Herbs have the ability to transform even the most mundane of weekday meals. Tasty tomato salad is elevated with basil and tarragon, while roasted carrots are infused with the flavors of spring. Aromatic herbs can also be used medicinally, and their mixtures can be used to make a potpourri or a cup of tea.

In recent years, growing herbs indoors on a sunlit windowsill has become a favorite activity for those who live in a region where the wintertime is long and cold. Having access to fresh herbs whenever you need them in the kitchen seems like pure bliss. Then why not give it a whirl?

Here’s a step-by-step guide on indoor herb gardening for beginners.


1.  Get the Right Pots

On your patio, balcony, or kitchen counter, you can keep fresh herbs close at hand with a container.

Your container’s substance can vary. There are numerous materials to choose from, including clay, resin, wood, and metal. The most crucial thing is that it drains well. The bottoms of most planting containers typically have holes in them to let water drain out.

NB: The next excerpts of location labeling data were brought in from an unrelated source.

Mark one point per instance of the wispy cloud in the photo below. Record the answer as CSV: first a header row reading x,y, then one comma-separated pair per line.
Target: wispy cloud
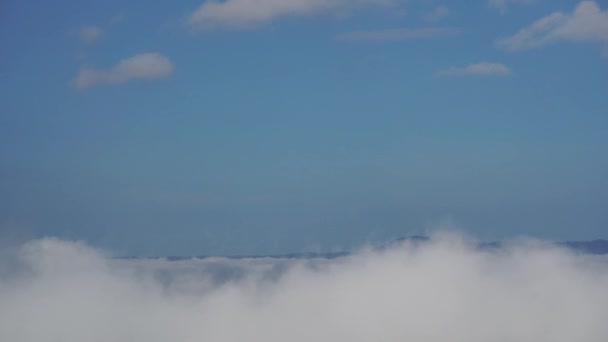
x,y
437,14
445,290
588,23
90,34
145,66
242,14
479,69
502,4
395,34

Choose a pot that is perfect for the herbs you plan on growing. The roots of your plants will expend extra energy if you pick something too large for them to grow in. Your herbs’ roots will grow tangled in a crowded planter. That could cause them to be malnourished, stressed, or even killed.

Learn more here.


2.  Decide on Your Herbs

Indoor herb gardening for beginners should be simple at first. Planting herbs like parsley, mint, and basil in a pot is an excellent idea. In general, they’re able to develop quickly and aren’t fussy about being harvested frequently. Here, you’ll find a selection of common herb types and their qualities.


3.  Prepare the Soil

When it comes to yard gardening for beginners, we recommend the best electric tillers to prepare the soil.  That, however, will not fit in your containers. In order to get started, consider potting soil rather than garden soil when you’re planting.

Because potting soil is lighter and more permeable, it drains water more quickly. Grab a garden trowel if you don’t already have one. The abilities to dig holes, handle soil, and pull weeds when necessary are some of its many qualities.


4.  Pick a Spot

A south-facing window provides the optimum light for your plants because of its natural warmth and plenty of natural light. In the winters, when there is less daylight, growth may be slower. Consider buying a grow light or a LED light to help you get through the winter months while you await the arrival of spring.


5.  Start Planting

If you’re not a seasoned gardener, it’s best to start your gardening with starter plants. To maximize your harvest success, you’ll be able to save two to three weeks of growing time by doing this.


6.  Take Good Care

Herbs grow best when they are given regular, consistent attention. They must be watered at the same time each day. Harvesting them frequently is also necessary since this prepares them for fresh bloom. Any treatment for herbs should be done in accordance with the type of herb.



In addition to being a simple crop to produce, herbs are also exciting to use in the kitchen.  Herb gardening can be a fun and fulfilling hobby. Moreover, don’t be scared to ask questions, as nursery people are often eager to demonstrate their expertise. It’s excellent for the soul to get a little dirt on your hands.